Updated on 3/22/2022 at 3:30 pm ET: A few hours after this story was published, Zeglaitis confirmed he was not driving the Model S. He wasn’t even at the scene—he saw Choi’s video from home and edited clips to make it seem like he was behind the wheel. This all became public in a video posted to his YouTube channel as he couldn’t post to TikTok since his account was banned.
Zeglaitis was contacted by the police and even made an appearance on the local news when the film crew visited his house. He alluded that it was a sham by saying “You can’t believe everything you see on the internet.” He closed his video by saying, “The media likes to capitalize on the downfall of public figures and if they don’t have a story to attack, they will create one.”
According to the LAPD, the Tesla was not owned by the driver; it was actually rented from Enterprise. Police have reportedly yet to speak to the person whose name is tied to the car, but they say that will happen soon.
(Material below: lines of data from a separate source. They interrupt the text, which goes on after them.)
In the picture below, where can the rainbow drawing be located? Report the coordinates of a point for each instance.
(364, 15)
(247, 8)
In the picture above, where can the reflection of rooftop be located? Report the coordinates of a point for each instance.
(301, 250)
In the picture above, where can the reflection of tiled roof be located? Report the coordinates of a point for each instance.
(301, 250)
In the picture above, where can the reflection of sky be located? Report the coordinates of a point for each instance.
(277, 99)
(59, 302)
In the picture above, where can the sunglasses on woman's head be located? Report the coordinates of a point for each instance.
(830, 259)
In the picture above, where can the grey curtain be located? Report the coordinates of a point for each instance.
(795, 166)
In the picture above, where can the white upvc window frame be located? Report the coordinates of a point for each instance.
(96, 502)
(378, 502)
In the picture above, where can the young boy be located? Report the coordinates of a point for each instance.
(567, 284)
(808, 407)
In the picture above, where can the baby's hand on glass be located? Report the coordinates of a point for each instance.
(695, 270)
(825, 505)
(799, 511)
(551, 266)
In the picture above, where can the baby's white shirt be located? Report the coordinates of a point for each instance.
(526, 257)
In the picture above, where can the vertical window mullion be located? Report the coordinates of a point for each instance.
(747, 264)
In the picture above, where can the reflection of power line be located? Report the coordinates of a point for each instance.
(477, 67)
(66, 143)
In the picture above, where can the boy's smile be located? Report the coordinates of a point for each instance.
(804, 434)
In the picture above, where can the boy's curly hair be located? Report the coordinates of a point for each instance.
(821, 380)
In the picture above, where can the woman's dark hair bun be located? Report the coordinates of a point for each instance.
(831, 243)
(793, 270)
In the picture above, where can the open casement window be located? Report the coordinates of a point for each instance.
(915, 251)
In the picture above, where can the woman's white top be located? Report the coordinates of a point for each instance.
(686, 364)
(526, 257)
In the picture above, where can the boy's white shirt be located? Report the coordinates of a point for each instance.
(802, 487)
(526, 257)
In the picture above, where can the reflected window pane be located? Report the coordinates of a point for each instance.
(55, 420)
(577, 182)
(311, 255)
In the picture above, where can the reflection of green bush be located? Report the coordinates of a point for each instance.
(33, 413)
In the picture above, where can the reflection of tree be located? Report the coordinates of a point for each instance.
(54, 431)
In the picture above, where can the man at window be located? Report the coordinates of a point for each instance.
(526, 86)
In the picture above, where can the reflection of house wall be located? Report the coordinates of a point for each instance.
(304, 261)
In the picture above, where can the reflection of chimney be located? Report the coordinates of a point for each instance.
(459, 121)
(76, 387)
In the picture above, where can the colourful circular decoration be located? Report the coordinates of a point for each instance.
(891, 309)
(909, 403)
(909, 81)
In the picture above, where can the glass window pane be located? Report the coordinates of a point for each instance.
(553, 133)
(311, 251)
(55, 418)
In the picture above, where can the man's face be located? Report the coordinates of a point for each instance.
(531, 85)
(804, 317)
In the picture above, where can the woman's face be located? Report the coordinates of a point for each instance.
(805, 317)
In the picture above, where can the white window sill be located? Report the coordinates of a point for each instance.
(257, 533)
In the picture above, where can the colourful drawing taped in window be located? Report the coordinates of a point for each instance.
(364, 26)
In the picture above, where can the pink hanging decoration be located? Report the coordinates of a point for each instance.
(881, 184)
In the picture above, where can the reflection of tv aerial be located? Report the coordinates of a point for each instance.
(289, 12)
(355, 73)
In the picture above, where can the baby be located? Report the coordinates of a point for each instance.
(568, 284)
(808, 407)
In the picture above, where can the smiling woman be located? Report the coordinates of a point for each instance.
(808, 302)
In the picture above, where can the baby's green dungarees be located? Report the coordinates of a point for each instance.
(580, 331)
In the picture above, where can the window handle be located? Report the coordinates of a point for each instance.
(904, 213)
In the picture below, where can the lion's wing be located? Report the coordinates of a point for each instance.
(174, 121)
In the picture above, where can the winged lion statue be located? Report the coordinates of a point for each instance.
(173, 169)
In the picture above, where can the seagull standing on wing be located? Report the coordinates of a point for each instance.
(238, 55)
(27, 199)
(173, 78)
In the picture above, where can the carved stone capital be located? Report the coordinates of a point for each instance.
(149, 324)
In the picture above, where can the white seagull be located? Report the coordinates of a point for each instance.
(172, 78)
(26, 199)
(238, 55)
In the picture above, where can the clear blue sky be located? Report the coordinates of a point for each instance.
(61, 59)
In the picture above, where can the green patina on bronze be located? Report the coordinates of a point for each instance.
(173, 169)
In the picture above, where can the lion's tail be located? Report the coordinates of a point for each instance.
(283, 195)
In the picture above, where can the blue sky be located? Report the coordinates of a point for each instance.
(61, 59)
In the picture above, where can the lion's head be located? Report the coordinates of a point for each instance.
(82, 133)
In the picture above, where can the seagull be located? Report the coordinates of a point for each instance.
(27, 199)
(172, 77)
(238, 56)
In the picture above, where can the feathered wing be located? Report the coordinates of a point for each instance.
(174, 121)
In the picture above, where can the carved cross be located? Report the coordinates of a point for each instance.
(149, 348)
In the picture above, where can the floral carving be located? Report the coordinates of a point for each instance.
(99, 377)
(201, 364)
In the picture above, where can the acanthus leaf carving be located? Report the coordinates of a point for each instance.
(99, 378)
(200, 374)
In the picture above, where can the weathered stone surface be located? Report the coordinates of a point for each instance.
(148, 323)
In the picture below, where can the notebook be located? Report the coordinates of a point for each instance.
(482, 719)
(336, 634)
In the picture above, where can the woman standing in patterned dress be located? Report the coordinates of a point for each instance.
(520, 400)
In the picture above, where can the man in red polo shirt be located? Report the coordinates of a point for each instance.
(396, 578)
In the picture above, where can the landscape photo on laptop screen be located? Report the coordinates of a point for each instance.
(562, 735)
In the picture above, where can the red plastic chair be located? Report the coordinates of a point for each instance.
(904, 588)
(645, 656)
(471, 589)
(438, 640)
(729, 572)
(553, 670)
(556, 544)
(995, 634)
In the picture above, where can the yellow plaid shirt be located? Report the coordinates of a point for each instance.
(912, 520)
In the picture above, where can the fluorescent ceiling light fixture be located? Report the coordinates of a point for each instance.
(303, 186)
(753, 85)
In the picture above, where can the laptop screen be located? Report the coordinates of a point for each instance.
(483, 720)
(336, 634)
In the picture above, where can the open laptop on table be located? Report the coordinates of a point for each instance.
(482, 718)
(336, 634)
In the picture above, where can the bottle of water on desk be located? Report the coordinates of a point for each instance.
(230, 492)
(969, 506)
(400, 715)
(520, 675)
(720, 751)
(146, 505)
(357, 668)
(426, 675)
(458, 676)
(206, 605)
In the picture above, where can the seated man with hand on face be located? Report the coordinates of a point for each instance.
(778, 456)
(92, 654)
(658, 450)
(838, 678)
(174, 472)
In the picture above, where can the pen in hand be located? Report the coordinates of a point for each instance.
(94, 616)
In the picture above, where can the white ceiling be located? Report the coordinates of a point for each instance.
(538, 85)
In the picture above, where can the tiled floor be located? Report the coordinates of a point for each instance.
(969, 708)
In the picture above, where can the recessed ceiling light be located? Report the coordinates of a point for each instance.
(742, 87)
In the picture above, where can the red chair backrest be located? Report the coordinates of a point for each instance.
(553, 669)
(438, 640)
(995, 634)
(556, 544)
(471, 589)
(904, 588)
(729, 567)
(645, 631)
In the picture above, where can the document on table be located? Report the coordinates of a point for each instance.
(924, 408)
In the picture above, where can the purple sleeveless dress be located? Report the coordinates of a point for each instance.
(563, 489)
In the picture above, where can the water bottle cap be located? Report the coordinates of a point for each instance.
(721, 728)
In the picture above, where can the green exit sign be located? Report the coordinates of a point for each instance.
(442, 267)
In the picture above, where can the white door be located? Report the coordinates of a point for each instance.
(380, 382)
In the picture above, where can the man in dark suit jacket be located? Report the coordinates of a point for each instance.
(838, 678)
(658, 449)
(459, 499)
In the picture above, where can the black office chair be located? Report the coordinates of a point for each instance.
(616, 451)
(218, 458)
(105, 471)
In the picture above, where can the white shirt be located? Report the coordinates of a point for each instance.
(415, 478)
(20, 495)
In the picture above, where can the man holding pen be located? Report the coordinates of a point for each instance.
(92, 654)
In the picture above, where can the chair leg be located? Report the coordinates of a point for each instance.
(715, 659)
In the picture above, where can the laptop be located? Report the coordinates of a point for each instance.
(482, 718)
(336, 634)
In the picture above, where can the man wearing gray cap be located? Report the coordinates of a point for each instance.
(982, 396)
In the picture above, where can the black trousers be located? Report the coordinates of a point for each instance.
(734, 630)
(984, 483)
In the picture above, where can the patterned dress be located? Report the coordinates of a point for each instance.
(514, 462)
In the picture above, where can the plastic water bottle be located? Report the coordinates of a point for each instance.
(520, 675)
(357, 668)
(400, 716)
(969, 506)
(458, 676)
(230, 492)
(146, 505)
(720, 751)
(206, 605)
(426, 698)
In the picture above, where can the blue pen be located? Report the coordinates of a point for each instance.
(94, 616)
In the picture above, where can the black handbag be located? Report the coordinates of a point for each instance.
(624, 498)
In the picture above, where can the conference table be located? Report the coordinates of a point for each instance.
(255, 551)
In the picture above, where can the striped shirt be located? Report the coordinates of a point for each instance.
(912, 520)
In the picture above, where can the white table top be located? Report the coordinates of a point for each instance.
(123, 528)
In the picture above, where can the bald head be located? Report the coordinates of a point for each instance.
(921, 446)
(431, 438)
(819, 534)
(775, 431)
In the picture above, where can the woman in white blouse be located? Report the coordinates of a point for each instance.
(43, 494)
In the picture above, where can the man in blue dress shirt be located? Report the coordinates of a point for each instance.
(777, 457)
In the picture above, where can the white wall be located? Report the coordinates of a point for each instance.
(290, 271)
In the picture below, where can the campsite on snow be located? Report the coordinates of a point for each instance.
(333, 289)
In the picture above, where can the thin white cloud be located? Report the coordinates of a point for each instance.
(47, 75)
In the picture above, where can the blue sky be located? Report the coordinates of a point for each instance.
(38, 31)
Just because that individual rented the Tesla, though, doesn’t mean they were the one who jumped it.
What we know for sure is still hazy, then, and it’s worth noting that what one social media personality says about another should be taken with a grain of salt.
One victim of the stunt, Jordan Hook, had his Subaru rendered inoperable when the Model S landed and crashed into it. Hook started a GoFundMe to help raise money for a replacement, but Choi then admitted to using a YouTube copyright procedure to take down a video posted by Hook. Choi says Hook’s clip falsely claimed that he “orchestrated and coordinated the stunt,” and states that he was simply a witness. This was followed by a $2,000 donation to Hook’s GoFundMe.
Choi was hosting a Tesla meet-up before the incident occurred—one he claims the driver of the jumped Model S participated in. Once the meet was over, Choi says the driver of the Tesla wanted to show him where social media star David Dobrik had jumped his Model X last year. Choi, who claims he did not know the driver, obliged, and that’s when the incident occurred. His recap of the incident goes into detail about what happened, but it’s unclear if Choi is talking with the police to locate the driver.
Zeglaitis’ TikTok account has been banned since the incident occurred, but his YouTube account is still up, and it has a clip showing the crash. He posted the update saying it was all a sham around mid-day Tuesday.